5.4 Availability Zones, Sets, and VM Scale Sets
Key Takeaways
- Availability zones protect against datacenter-level failure within a region, while availability sets spread VMs across fault and update domains inside a datacenter placement model.
- VM Scale Sets provide a managed group of VM instances with uniform or flexible orchestration, autoscale, load balancing, and rolling upgrade patterns.
- High availability design must include compute placement, load balancing, health probes, application state, data tier resilience, and operational update strategy.
- Troubleshooting scale sets often involves instance health, autoscale rules, image or extension failures, quota, load balancer backend membership, and upgrade policy.
Availability Building Blocks
A single VM has planned and unplanned downtime risk. Azure provides several compute placement options to reduce that risk, but each solves a different problem. Availability zones are physically separate datacenter locations inside a supported region. Zone-redundant designs can survive a zone failure if the application, network path, and data tier are also resilient. Availability sets spread VMs across fault domains and update domains to reduce correlated host and maintenance impact. VM Scale Sets manage multiple VM instances as a group and are commonly used for stateless application tiers.
| Option | Protects against | Best fit | Key limitation |
|---|---|---|---|
| Availability zone | Datacenter or zone failure | Regional HA for supported services | Not every region or SKU supports every zone |
| Availability set | Host rack and planned update grouping | Legacy or non-zonal multi-VM apps | Must be chosen at VM creation |
| VM Scale Set | Instance failure and elastic demand | Horizontal app tiers | App should tolerate instance replacement |
| Azure Site Recovery | Regional disaster recovery | DR to another region | Failover design and testing required |
An availability set cannot be added to an existing VM after creation. To use one, deploy the VMs into the set at creation or rebuild the architecture. Zones are also selected at creation for zonal VMs. Moving a VM into a different zone is not a simple property edit.
Availability Zones
Zones are useful when the question mentions datacenter-level isolation, zone-redundant architecture, or high availability within a region. A zonal VM is pinned to one zone. A resilient application normally deploys multiple VMs across zones and places a zone-redundant load balancer, application gateway, or other traffic manager in front where appropriate. The storage design must also match the availability goal. Managed disks can use locally redundant or zone-redundant options depending on disk type and support.
Example CLI pattern:
az vm create \
--resource-group rg-prod-web \
--name vm-web-z1 \
--image Ubuntu2204 \
--zone 1 \
--size Standard_D2s_v5 \
--vnet-name vnet-prod \
--subnet snet-web \
--admin-username azureadmin \
--ssh-key-values ~/.ssh/id_rsa.pub
If a deployment fails in a zone, check SKU availability in that zone, zonal quota, unsupported disk settings, and capacity constraints. A VM size might be available in the region but not in the requested zone.
Availability Sets
Availability sets use fault domains and update domains. Fault domains represent groups of hardware that share power and network infrastructure. Update domains represent groups that can be rebooted during planned maintenance. Azure distributes VMs in an availability set across these domains. The design reduces the chance that one host failure or maintenance wave affects all instances.

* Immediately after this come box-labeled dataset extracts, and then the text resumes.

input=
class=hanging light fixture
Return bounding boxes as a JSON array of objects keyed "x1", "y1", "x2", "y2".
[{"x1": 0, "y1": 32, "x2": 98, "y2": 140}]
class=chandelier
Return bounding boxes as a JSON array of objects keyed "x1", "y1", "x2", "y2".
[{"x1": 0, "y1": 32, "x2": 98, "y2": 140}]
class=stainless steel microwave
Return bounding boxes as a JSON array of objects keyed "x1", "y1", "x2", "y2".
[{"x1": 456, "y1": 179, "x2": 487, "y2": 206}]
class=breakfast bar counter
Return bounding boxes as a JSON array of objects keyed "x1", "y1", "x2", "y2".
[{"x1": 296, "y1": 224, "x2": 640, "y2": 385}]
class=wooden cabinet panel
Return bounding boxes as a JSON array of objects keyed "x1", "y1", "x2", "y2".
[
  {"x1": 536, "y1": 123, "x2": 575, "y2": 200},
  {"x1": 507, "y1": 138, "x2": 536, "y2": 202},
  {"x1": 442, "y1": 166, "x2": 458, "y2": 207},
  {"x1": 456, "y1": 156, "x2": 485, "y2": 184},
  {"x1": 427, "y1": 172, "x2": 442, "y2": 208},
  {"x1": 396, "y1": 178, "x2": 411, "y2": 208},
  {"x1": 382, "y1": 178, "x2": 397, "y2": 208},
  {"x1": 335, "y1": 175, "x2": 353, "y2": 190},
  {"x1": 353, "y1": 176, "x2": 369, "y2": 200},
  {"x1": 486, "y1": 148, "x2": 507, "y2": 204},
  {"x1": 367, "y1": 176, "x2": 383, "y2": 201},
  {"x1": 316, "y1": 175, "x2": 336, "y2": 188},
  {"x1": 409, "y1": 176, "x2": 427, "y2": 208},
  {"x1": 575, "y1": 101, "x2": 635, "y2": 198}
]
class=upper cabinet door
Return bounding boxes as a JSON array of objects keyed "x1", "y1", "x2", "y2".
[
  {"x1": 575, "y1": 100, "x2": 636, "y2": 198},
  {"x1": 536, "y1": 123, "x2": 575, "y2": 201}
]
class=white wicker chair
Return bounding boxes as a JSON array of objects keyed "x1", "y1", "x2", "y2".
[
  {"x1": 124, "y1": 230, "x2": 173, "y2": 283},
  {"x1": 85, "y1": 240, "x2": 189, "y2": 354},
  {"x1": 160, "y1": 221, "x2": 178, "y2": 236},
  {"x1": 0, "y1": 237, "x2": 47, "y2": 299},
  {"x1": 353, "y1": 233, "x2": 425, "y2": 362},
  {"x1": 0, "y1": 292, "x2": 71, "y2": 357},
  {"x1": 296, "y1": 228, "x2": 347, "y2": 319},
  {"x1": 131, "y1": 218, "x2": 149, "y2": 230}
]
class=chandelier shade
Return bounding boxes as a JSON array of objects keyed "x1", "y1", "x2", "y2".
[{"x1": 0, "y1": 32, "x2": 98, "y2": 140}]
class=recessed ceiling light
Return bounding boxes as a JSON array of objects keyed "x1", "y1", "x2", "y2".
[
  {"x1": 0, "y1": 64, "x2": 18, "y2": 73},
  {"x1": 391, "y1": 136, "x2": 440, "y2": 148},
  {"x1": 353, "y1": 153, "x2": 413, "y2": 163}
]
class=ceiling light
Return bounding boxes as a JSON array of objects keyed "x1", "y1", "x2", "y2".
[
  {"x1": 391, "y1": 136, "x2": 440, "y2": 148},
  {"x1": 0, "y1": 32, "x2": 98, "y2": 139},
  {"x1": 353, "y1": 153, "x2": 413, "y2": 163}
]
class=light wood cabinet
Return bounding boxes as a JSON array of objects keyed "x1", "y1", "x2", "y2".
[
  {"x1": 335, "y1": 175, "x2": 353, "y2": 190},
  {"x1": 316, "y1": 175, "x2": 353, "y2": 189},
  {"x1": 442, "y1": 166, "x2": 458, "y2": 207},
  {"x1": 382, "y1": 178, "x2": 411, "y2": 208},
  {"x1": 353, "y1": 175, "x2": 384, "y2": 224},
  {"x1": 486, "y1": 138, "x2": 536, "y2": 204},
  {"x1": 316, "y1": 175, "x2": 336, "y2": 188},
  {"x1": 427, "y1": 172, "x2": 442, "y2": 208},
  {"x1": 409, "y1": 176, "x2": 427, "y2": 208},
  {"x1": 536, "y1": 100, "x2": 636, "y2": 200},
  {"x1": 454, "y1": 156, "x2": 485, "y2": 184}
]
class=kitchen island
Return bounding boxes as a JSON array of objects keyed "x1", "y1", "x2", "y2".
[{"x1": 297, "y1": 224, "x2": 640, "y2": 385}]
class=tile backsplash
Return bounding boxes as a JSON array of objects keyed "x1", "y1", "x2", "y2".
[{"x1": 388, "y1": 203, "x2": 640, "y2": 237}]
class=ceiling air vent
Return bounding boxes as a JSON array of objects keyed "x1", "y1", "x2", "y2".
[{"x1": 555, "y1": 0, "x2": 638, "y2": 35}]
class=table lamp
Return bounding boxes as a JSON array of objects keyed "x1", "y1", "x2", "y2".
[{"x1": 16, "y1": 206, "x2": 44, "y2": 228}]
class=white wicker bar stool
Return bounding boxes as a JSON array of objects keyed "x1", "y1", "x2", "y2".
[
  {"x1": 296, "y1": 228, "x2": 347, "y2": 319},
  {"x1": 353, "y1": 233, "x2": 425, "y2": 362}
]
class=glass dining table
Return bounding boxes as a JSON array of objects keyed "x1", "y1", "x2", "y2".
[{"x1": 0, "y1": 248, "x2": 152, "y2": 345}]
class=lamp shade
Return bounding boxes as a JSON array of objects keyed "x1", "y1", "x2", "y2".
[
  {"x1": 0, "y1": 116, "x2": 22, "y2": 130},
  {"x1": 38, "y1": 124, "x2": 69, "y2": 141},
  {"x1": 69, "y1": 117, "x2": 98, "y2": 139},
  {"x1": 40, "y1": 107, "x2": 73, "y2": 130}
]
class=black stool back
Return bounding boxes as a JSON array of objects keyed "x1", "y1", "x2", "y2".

Availability sets are not a scaling feature. They do not create new VMs, balance traffic, or repair unhealthy apps. You still need a load balancer or application-level traffic distribution, and you need at least two VMs. Managed disks are recommended because Azure aligns disk placement with VM fault domains for managed availability sets.
Bicep example:
resource avset 'Microsoft.Compute/availabilitySets@2024-07-01' = {
name: 'avset-web-prod'
location: location
sku: {
name: 'Aligned'
}
properties: {
platformFaultDomainCount: 2
platformUpdateDomainCount: 5
}
}
resource vm 'Microsoft.Compute/virtualMachines@2024-07-01' = {
name: vmName
location: location
properties: {
availabilitySet: {
id: avset.id
}
hardwareProfile: {
vmSize: 'Standard_D2s_v5'
}
storageProfile: storageProfile
osProfile: osProfile
networkProfile: networkProfile
}
}
VM Scale Sets
A VM Scale Set is a group of VM instances managed together. Scale sets can use uniform orchestration, where instances are more identical and managed as a set, or flexible orchestration, which supports a more VM-like model and broader high availability patterns. Scale sets can integrate with Azure Load Balancer or Application Gateway. They can use autoscale rules based on metrics such as CPU, queue length, or custom signals.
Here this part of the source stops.